Station: [156] Mendelsohn's House at Rupenhorn

„ Dear soul, we have dreamt about this house all our lives. Now it is standing there waiting for you. Light and cheerful, despite all the worries it has meant. It is waiting for the fulfilment, for the full, ripened years, after the fast frivolity of youth.
 Everything seems heavier, but richer, more serious. Because life descends and really wants to harvest, because the world is more confined and really wants to be grasped.
 I am calling you to this life as I did in our younger years, to this new life, to this expansive view in this dreamland of reality.
You and our child, with all love and tenderness.

In this letter dated 30th June 1930, Mendelsohn announced to his wife the completion of their private house in Berlin at number 6 Rupenhorn.  From 1915 onwards he had repeatedly designed a house with his family who lived in three rooms of the Westend Guesthouse in Berlin. But it wasn’t until 1928 that he and Luise found an appropriate piece of land, with a spectacular view of Stößen lake. The building was finished two years later and was an important milestone for Mendelsohn, because with it he could prove to Luise’s family that he was worthy of her.

Mendelsohn also designed the furniture for the house and in reference to music we can look at it as an „orchestration of a totalwork of art.“

Music making played a significant part in the Mendelsohns’ lives. Luise received professional training as a cellist in Königsberg, London   Leipzig and Berlin before marrying Mendelsohn in 1915. For this reason the music room was the centre of Erich’s designs. This and the dining room were on the first floor while the basement accommodated staff, fitness rooms and the family’s private rooms were on the top floor.  The east-facing terrace was used for music and theatrical performances and the submersible panoramic window that connected the west terrace to the music hall was a special highlight.

The house at Rupenhorn is Mendelsohn’s answer to the notion of a house as a Unité d'Habitation, which was being publicised by Le Corbusier at that time. The concept is clear and simple; it unites art, technology and nature to form a new synthesis.

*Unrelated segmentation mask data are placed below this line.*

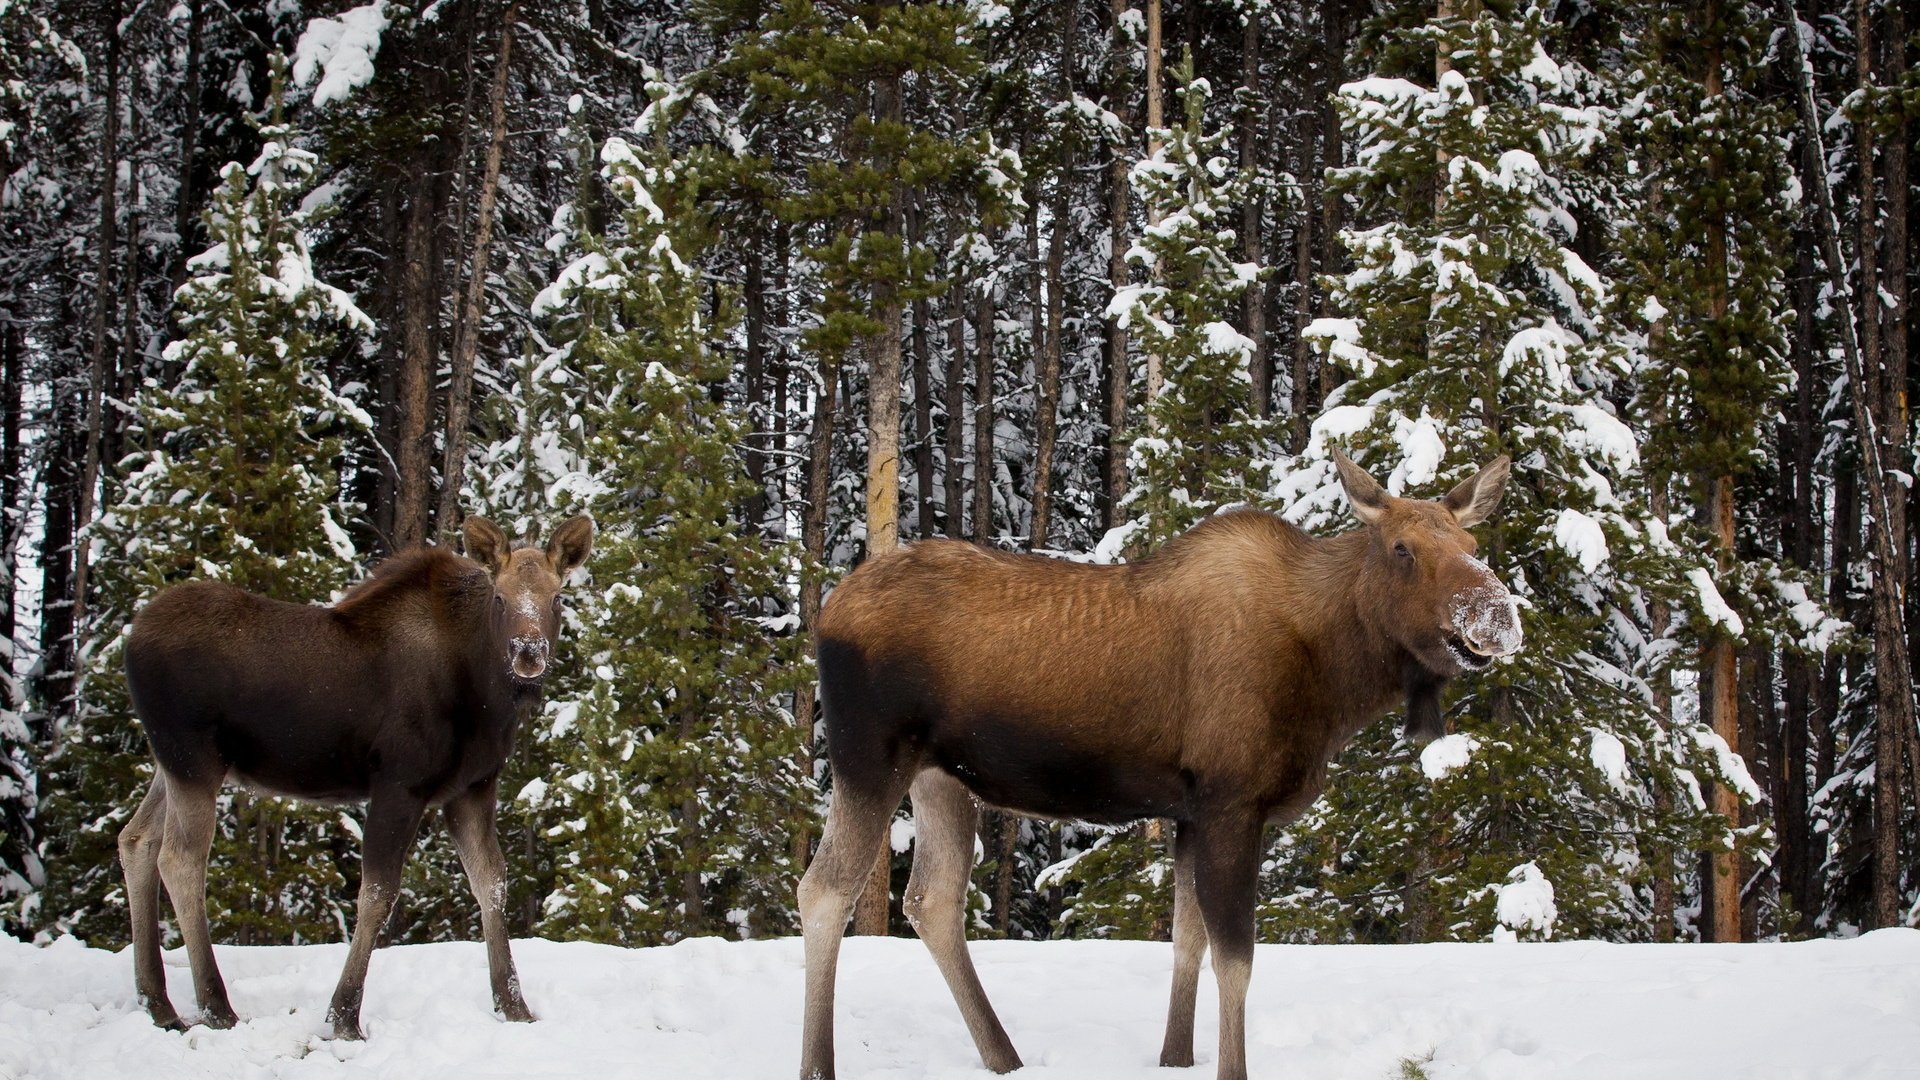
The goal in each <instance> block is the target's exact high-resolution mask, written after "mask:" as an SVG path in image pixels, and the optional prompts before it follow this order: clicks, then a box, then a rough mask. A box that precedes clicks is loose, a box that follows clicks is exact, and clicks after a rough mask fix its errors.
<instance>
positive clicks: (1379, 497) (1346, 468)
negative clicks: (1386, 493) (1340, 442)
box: [1332, 450, 1386, 525]
mask: <svg viewBox="0 0 1920 1080" xmlns="http://www.w3.org/2000/svg"><path fill="white" fill-rule="evenodd" d="M1332 463H1334V467H1336V469H1338V471H1340V486H1342V488H1346V502H1348V503H1352V505H1354V517H1357V519H1359V521H1361V525H1373V523H1375V521H1380V513H1384V511H1386V490H1384V488H1380V482H1379V480H1375V479H1373V477H1369V475H1367V471H1365V469H1361V467H1359V465H1354V461H1352V459H1350V457H1348V455H1346V454H1340V452H1338V450H1334V452H1332Z"/></svg>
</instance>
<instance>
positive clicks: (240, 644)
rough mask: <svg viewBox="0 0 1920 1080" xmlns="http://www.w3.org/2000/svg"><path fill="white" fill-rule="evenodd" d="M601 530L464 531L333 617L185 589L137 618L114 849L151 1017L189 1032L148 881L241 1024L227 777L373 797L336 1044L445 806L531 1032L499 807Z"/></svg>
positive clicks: (494, 969) (152, 605)
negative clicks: (507, 770)
mask: <svg viewBox="0 0 1920 1080" xmlns="http://www.w3.org/2000/svg"><path fill="white" fill-rule="evenodd" d="M591 532H593V527H591V521H588V519H584V517H582V519H574V521H570V523H568V525H564V527H561V530H557V532H555V538H553V542H551V544H549V546H547V550H538V548H522V550H509V544H507V538H505V536H503V534H501V532H499V530H497V528H495V527H493V525H492V523H488V521H484V519H468V523H467V550H468V553H472V555H474V557H461V555H455V553H451V552H447V550H444V548H426V550H417V552H407V553H401V555H396V557H392V559H388V561H386V563H382V565H380V569H378V571H374V575H372V577H371V578H369V580H367V582H363V584H361V586H357V588H355V590H353V592H349V594H348V596H346V598H344V600H342V601H340V603H336V605H334V607H311V605H300V603H282V601H276V600H267V598H261V596H253V594H250V592H242V590H238V588H234V586H228V584H219V582H190V584H180V586H175V588H169V590H165V592H161V594H159V596H156V598H154V600H152V601H150V603H148V605H146V607H144V609H142V611H140V613H138V615H136V617H134V623H132V632H131V636H129V640H127V686H129V692H131V696H132V707H134V713H136V715H138V717H140V723H142V726H144V728H146V736H148V744H150V746H152V749H154V763H156V774H154V786H152V790H150V792H148V796H146V801H142V803H140V809H138V811H136V813H134V817H132V821H131V822H129V824H127V828H125V830H121V838H119V847H121V865H123V871H125V872H127V896H129V907H131V917H132V936H134V982H136V988H138V992H140V997H142V999H144V1003H146V1007H148V1011H150V1013H152V1017H154V1020H156V1022H157V1024H167V1026H177V1024H179V1022H180V1020H179V1015H177V1013H175V1009H173V1005H171V1001H169V999H167V986H165V974H163V969H161V959H159V936H157V920H159V897H157V890H156V874H157V876H159V878H161V880H163V882H165V888H167V894H169V897H171V899H173V905H175V915H177V917H179V922H180V934H182V936H184V938H186V947H188V955H190V961H192V969H194V986H196V997H198V1001H200V1007H202V1009H204V1011H205V1015H207V1017H205V1019H207V1022H209V1024H215V1026H228V1024H232V1022H234V1020H236V1017H234V1013H232V1007H230V1005H228V1001H227V990H225V984H223V980H221V974H219V969H217V967H215V963H213V949H211V938H209V932H207V920H205V861H207V849H209V846H211V840H213V805H215V798H217V794H219V788H221V784H223V782H227V780H236V782H240V784H246V786H250V788H255V790H261V792H267V794H275V796H288V798H296V799H305V801H321V803H349V801H367V803H369V807H367V824H365V859H363V874H361V896H359V919H357V924H355V930H353V947H351V951H349V957H348V967H346V972H344V974H342V978H340V986H338V988H336V992H334V1001H332V1009H330V1011H328V1019H330V1022H332V1024H334V1030H336V1034H340V1036H344V1038H359V1001H361V988H363V982H365V974H367V961H369V955H371V951H372V944H374V938H376V936H378V930H380V926H382V922H384V920H386V915H388V913H390V911H392V905H394V896H396V890H397V884H399V871H401V865H403V861H405V855H407V849H409V847H411V846H413V838H415V832H417V830H419V824H420V819H422V815H424V813H426V809H430V807H442V809H444V813H445V819H447V826H449V830H451V832H453V840H455V846H457V847H459V853H461V863H463V865H465V867H467V874H468V880H470V884H472V888H474V896H476V899H478V901H480V907H482V926H484V930H486V940H488V959H490V969H492V978H493V999H495V1005H497V1007H499V1011H501V1013H503V1015H505V1017H507V1019H515V1020H530V1019H532V1013H530V1011H528V1009H526V1001H524V999H522V997H520V986H518V978H516V976H515V972H513V957H511V953H509V949H507V936H505V922H503V919H501V897H503V872H505V863H503V859H501V855H499V840H497V834H495V828H493V807H495V796H497V782H499V771H501V765H503V763H505V761H507V753H509V749H511V748H513V734H515V728H516V726H518V723H520V719H524V717H526V715H528V711H530V709H534V707H536V705H538V701H540V694H541V682H540V678H541V676H543V675H545V663H547V651H549V648H551V646H549V642H551V640H553V634H555V632H557V630H559V613H557V598H559V592H561V586H563V580H564V577H566V575H568V573H570V571H572V569H574V567H576V565H580V561H584V559H586V555H588V550H589V546H591Z"/></svg>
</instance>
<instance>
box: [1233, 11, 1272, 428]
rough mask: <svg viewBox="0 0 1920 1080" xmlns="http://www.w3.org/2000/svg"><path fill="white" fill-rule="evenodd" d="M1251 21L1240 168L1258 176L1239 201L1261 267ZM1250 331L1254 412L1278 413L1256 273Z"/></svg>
mask: <svg viewBox="0 0 1920 1080" xmlns="http://www.w3.org/2000/svg"><path fill="white" fill-rule="evenodd" d="M1242 17H1244V19H1246V25H1244V27H1242V31H1240V92H1242V94H1244V100H1242V102H1240V171H1242V173H1244V175H1246V177H1248V179H1252V181H1256V188H1254V192H1252V194H1248V198H1246V204H1242V206H1240V258H1244V259H1246V261H1248V263H1252V265H1256V267H1260V265H1265V256H1263V254H1261V250H1260V231H1261V227H1263V217H1265V213H1263V211H1265V206H1263V200H1261V198H1260V188H1258V181H1260V135H1258V133H1260V119H1261V113H1263V110H1261V96H1260V15H1258V13H1256V12H1252V10H1248V12H1244V13H1242ZM1244 321H1246V336H1248V338H1252V342H1254V356H1250V357H1248V379H1252V382H1254V415H1256V417H1269V415H1273V352H1271V350H1269V348H1267V288H1265V286H1263V284H1261V281H1260V279H1258V277H1256V279H1254V281H1252V282H1250V284H1248V286H1246V298H1244Z"/></svg>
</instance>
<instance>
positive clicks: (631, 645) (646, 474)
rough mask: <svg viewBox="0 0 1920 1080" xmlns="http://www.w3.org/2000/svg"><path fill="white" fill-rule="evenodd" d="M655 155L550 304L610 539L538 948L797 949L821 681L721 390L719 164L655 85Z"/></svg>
mask: <svg viewBox="0 0 1920 1080" xmlns="http://www.w3.org/2000/svg"><path fill="white" fill-rule="evenodd" d="M655 90H657V104H655V108H653V110H649V111H647V113H643V117H641V121H639V123H637V125H636V135H637V136H639V138H641V140H643V142H641V146H634V144H630V142H628V140H626V138H622V136H612V138H609V140H607V142H605V146H603V148H601V161H603V165H605V171H603V175H605V181H607V188H609V190H611V192H612V198H614V208H616V211H618V221H616V225H614V227H612V229H609V233H607V234H599V236H595V234H591V233H582V236H580V248H582V250H580V254H578V258H574V261H572V263H570V265H568V267H566V269H564V271H563V273H561V277H559V281H555V284H553V286H551V288H549V290H547V292H543V294H541V298H540V300H536V309H541V311H551V313H553V319H555V334H557V338H559V340H563V342H564V344H563V346H561V350H563V352H564V354H566V359H564V365H566V367H568V369H572V371H578V373H580V380H582V382H580V386H578V388H576V392H578V400H576V402H578V409H580V421H582V430H584V440H586V442H584V461H586V469H588V475H589V479H591V480H589V484H586V486H584V490H582V496H584V500H582V505H584V507H586V509H588V511H591V513H593V517H595V519H597V521H599V525H601V538H599V542H597V544H595V559H593V578H595V588H593V590H589V592H588V594H586V596H584V598H582V609H580V615H578V619H576V623H578V625H580V640H578V646H576V648H578V651H580V655H582V657H584V665H586V669H588V671H589V673H591V675H589V678H586V680H584V686H582V688H580V694H578V698H576V700H574V701H568V703H564V705H563V711H561V715H559V719H557V721H555V724H553V728H551V730H549V732H547V738H551V740H563V742H561V746H563V748H564V749H563V751H561V753H559V776H557V778H553V780H551V784H547V788H545V792H543V807H547V811H549V815H551V817H555V819H557V821H559V824H557V826H555V828H551V830H547V834H545V842H547V844H553V846H555V859H553V861H555V884H553V892H551V894H549V896H547V899H545V905H543V920H541V932H545V934H553V936H568V938H591V940H605V942H626V944H651V942H662V940H676V938H685V936H693V934H707V932H716V930H726V932H732V934H739V936H756V934H770V932H785V930H789V928H791V924H793V911H791V896H793V884H795V878H797V867H793V863H791V857H789V846H787V836H789V832H791V830H793V828H795V826H797V822H799V821H803V817H804V813H806V803H804V798H803V788H804V782H806V776H804V774H803V773H801V769H799V748H801V740H799V730H797V728H795V723H793V715H791V713H789V711H787V709H785V707H783V701H785V700H787V696H791V694H793V690H795V688H797V686H799V684H801V682H803V680H804V678H806V676H808V675H810V669H808V665H806V663H803V657H801V638H799V636H797V634H793V632H791V630H793V617H791V609H793V600H795V598H793V582H795V580H797V575H799V559H797V553H795V548H793V546H791V544H787V542H778V540H768V538H764V536H760V534H758V532H756V530H753V528H747V527H745V525H743V523H741V521H739V517H737V511H739V507H741V505H745V502H747V496H749V494H751V492H753V484H751V480H749V479H747V473H745V469H743V463H741V459H739V455H737V452H735V446H737V444H739V442H741V421H739V419H737V417H735V415H733V413H732V411H730V409H728V407H726V405H724V404H722V402H718V400H716V396H714V392H712V386H716V384H720V382H724V379H726V375H728V367H730V359H728V352H726V346H728V342H730V332H732V327H733V298H732V296H724V294H722V296H714V294H712V290H710V288H708V284H707V282H705V279H703V275H701V259H703V258H705V256H707V254H708V246H710V244H712V223H710V221H708V219H707V215H705V213H703V194H705V190H707V184H708V183H710V179H708V177H710V175H712V167H710V165H708V167H705V169H703V161H701V158H703V156H701V154H697V152H695V154H691V156H676V154H674V152H672V150H670V146H668V140H666V131H668V125H670V119H672V115H674V111H676V110H674V106H676V104H678V98H676V94H674V86H670V85H666V83H657V85H655Z"/></svg>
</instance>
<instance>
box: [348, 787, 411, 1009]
mask: <svg viewBox="0 0 1920 1080" xmlns="http://www.w3.org/2000/svg"><path fill="white" fill-rule="evenodd" d="M422 813H426V807H424V803H420V799H415V798H413V796H407V794H401V792H374V796H372V799H371V801H369V803H367V828H365V832H367V846H365V857H363V859H361V894H359V911H357V913H355V919H353V945H351V947H348V967H346V969H344V970H342V972H340V984H338V986H334V999H332V1003H330V1005H328V1007H326V1022H328V1024H332V1028H334V1038H340V1040H361V1038H365V1034H363V1032H361V1026H359V1005H361V995H363V994H365V992H367V963H369V961H371V959H372V949H374V945H376V944H378V942H380V928H382V926H386V917H388V915H390V913H392V911H394V897H396V896H397V892H399V871H401V867H405V863H407V849H411V847H413V838H415V834H417V832H419V830H420V815H422Z"/></svg>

The Mendelsohns spent very happy years in this house and it was a meeting point for important cultural and political personalities. Among others Albert Einstein took part in musical soirées, but in March 1933, just three years after moving in Adolph Hitler became Chancellor and Erich and Luise decided to leave Germany and therewith their house at Rupenhorn as well.  The furniture was stored in London and only unpacked 14 years later in San Francisco.  The media station in the niche with seating tells you about the Mendelsohns’ emigration.